CIMB, DBS, Deutsche Bank, HSBC and JP Morgan were the bookrunners.
However, the sheer volume of the perps flooding the market left the issue susceptible to any selloff, and a bout of indigestion that lasted some two months brought Singapore’s perpetual issuance spree grinding to a halt.
The bonds sank on the break and stayed under water for two weeks. They took another tumble after Genting sold more perpetuals to retail investors, although the company – aware that another lot of such paper would put more pressure on the outstanding paper – acquiesced to a smaller size of S$500m than the S$700m it had originally targeted.
Singapore’s regulators added more cold water in May, with a stern reminder that retail investors needed to be aware of the additional risks involved in buying perpetuals. The notes dipped below 97.00 in June, and only regained par in mid-October.
After Genting’s retail-targeted deal, no perpetuals were launched in Singapore until mid-July. Since then, however, companies, including Hotel Properties, Ascendas and Mapletree, have priced such bonds in the city state’s market, emphasising the appeal of the product.
The perpetual issue may a double-edged sword for Genting, but it is emblematic of a company that is quick to take advantage of funding windows.
Parent Genting made a rare foray into the ringgit bond market with a M$2bn (US$652.8m) two-part bond in June, locking in long-term funds at competitive rates.
Subsidiary Genting Hong Kong – formerly known as Star Cruises –recently secured a US$300m three-year loan facility from Bank of America Merrill Lynch, CIMB and Maybank, according to a stock exchange filing.

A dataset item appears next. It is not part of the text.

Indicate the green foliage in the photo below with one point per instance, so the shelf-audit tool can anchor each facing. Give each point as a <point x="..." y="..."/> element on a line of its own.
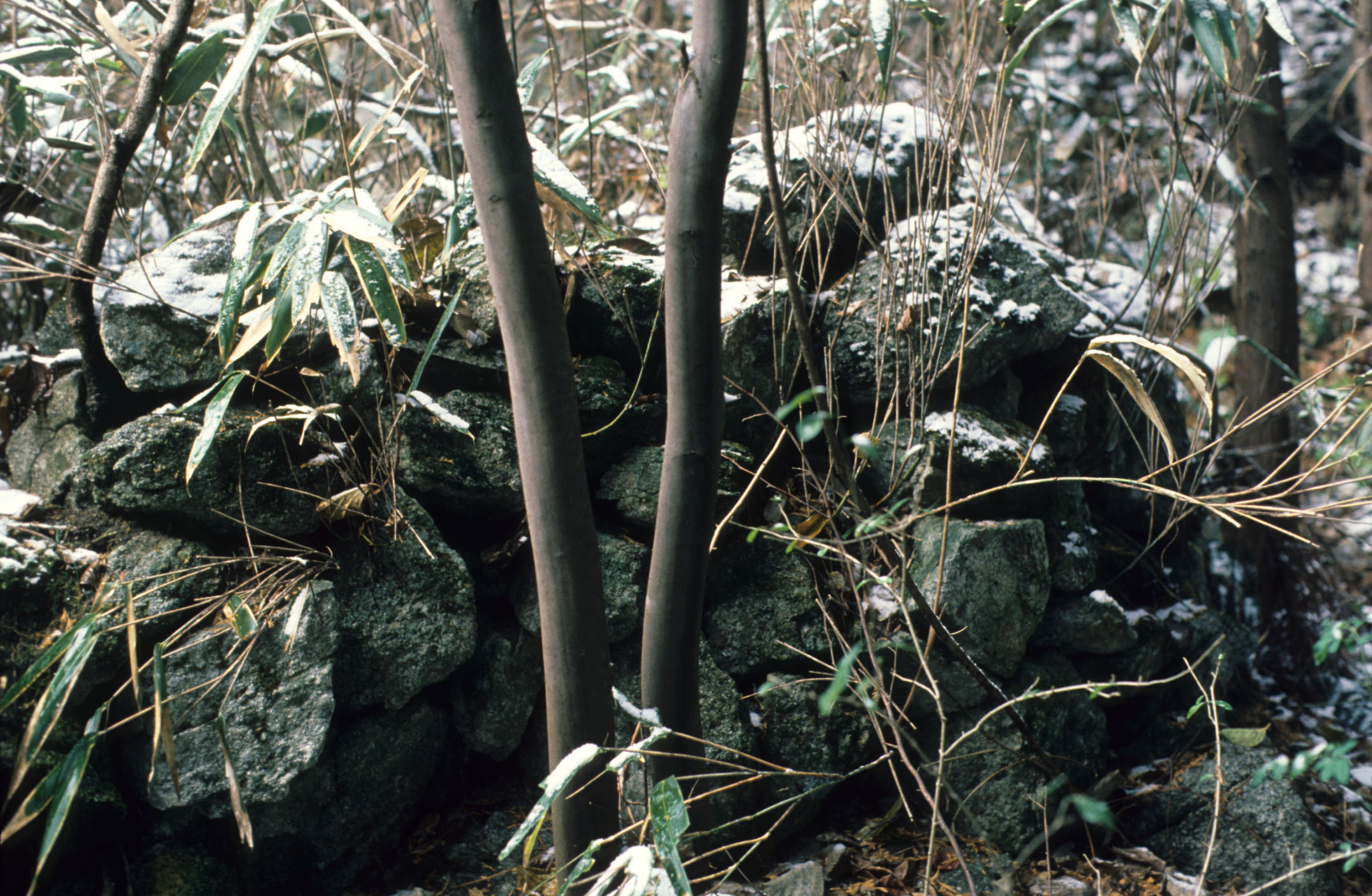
<point x="1329" y="762"/>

That came only two months after Genting Hong Kong sealed another US$600m self-arranged seven-year borrowing. That loan, which refinanced a 2010 facility of the same size and was also for general corporate purposes, came from BofA Merrill, Credit Agricole, DNB Bank, HSBC, Maybank, OCBC, RHB and Sumitomo Mitsui Banking Corp.
Fast mover
The latest loan is for general corporate purposes, but talk of acquisitions continues to swirl around the group since Genting applied to increase its stake in Australia’s Echo Entertainment in June.
Credit analysts had estimated in April that the parent’s war chest could amount to US$4.9bn at year’s end, paving the way for major developments and acquisitions it has been eyeing, with particular focus on Japan and Mongolia.

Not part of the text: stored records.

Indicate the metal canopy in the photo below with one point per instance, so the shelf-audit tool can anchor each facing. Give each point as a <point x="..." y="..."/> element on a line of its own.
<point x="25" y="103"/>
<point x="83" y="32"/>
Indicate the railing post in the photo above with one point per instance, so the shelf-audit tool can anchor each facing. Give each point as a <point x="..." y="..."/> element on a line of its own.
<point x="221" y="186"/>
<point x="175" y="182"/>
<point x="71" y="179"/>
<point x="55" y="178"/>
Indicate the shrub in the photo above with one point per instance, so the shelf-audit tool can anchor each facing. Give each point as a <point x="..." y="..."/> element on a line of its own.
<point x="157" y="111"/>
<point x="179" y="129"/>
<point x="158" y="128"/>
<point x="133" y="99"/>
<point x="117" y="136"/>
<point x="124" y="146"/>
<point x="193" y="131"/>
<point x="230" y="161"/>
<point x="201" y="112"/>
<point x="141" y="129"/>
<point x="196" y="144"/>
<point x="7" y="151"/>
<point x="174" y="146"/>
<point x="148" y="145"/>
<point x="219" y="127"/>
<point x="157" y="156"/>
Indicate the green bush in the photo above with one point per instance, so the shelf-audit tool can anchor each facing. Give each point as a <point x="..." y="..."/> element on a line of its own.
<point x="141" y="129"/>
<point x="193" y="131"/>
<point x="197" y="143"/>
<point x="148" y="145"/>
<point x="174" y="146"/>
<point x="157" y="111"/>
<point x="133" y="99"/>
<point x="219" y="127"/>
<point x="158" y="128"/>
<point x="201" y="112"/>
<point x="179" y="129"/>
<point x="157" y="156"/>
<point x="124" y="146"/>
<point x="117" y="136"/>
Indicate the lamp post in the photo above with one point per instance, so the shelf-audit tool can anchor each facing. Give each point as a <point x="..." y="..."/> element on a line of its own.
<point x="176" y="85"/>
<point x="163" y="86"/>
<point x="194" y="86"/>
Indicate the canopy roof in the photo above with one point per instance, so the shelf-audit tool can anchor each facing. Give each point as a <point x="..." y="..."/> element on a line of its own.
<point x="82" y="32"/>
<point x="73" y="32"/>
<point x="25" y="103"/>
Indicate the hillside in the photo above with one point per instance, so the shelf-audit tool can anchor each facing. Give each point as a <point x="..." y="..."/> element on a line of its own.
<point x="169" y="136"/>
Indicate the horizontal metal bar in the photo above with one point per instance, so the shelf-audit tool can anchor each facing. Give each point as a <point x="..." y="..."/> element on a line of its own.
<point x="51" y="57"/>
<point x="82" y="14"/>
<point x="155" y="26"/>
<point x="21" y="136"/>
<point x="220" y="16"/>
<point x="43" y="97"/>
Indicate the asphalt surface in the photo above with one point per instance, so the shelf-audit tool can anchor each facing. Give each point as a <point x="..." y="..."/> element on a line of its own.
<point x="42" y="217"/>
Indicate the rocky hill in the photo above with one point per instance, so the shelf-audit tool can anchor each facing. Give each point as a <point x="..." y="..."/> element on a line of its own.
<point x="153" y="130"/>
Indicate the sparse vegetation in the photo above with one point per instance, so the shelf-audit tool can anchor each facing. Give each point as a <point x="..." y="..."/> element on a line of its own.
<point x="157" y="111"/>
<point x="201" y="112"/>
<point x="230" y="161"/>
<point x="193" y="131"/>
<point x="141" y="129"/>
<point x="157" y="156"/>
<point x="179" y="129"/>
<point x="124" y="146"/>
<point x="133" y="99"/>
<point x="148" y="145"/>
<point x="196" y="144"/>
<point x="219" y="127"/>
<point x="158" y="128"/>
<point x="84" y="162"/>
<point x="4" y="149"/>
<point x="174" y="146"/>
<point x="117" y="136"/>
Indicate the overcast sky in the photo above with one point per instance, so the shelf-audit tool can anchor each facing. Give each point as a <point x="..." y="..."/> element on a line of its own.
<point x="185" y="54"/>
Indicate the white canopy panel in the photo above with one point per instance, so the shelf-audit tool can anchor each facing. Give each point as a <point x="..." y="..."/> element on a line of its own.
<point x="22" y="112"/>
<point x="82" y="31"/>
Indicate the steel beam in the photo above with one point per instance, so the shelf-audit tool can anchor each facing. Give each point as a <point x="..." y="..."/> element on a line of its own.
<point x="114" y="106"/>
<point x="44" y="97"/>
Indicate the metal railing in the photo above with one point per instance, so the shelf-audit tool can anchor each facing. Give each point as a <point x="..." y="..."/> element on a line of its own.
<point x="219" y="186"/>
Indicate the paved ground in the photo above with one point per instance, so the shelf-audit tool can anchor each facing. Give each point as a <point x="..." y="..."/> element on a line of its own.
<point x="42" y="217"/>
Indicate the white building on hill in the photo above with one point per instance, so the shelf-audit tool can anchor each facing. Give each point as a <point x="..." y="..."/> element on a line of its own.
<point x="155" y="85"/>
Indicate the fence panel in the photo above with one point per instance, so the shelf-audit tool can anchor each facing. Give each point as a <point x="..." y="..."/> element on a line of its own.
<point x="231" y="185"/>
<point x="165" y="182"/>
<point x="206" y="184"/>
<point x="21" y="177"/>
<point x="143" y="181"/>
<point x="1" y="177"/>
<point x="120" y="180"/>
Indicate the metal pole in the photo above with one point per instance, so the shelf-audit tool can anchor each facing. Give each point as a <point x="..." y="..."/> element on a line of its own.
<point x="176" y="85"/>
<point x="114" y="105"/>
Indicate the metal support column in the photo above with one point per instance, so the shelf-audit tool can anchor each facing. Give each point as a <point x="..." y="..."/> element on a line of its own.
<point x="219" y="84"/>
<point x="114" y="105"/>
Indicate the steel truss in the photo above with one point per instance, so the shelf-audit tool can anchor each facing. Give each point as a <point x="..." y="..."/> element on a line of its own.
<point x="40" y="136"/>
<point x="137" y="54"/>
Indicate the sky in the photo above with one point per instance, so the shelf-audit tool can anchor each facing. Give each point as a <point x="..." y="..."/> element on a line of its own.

Genting Singapore, however, said in September it would dispose of its 4.8% Echo stake, and that announcement lifted the former’s share price, which had been depressed since April when the Singapore Government unveiled more restrictions for the two casinos operating in the city state.
It was also just after that sale announcement that Genting saw its perpetual bonds stage a recovery from below par.

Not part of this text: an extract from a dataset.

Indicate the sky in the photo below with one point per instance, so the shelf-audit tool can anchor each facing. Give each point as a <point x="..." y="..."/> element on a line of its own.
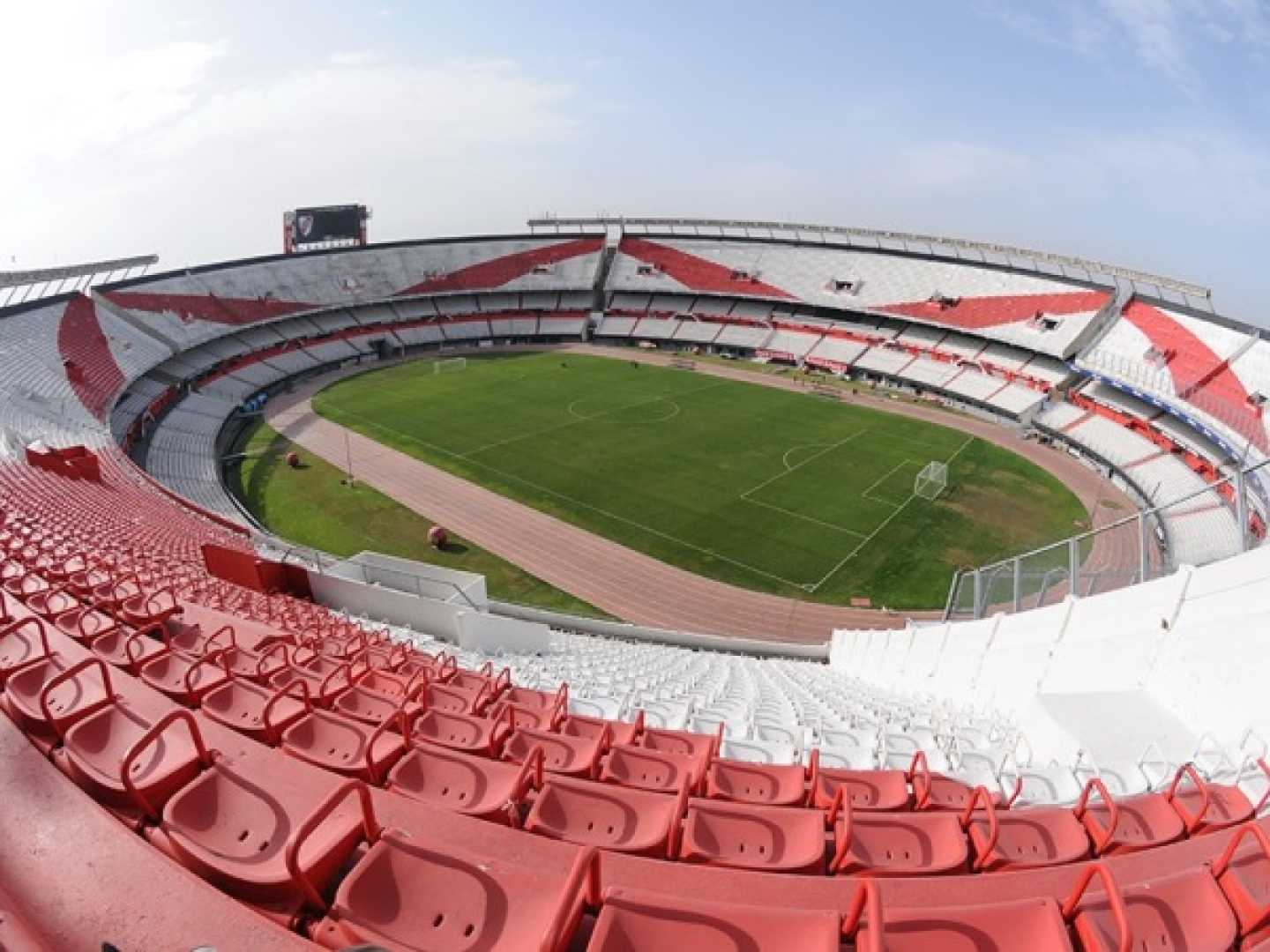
<point x="1131" y="131"/>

Traders and bankers said the two developments were not linked. “Almost everything in the Singapore secondary markets has moved up, except Genting,” said one trader. “It was almost natural that the private bankers and real-money funds would turn to Genting next.”
On October 10, Genting’s perps crept up a quarter point to 99.5/100 and, two days later, the Genting paper pierced through to 100 mid-spread, and has been climbing steadily since, It was at 100/100.50 on October 19. It has been a rocky ride, but there is now light at the end of the tunnel.
So far, Genting has not made any major acquisitions, but it is clear that it has certain targets. “The company is seeking new projects that are in line with our core competency of developing and operating large-scale integrated resorts,” the spokesperson said.
This points to more fundraising activities and, with a well-recognised and coveted name in the Asian markets, there will always be takers for its debt.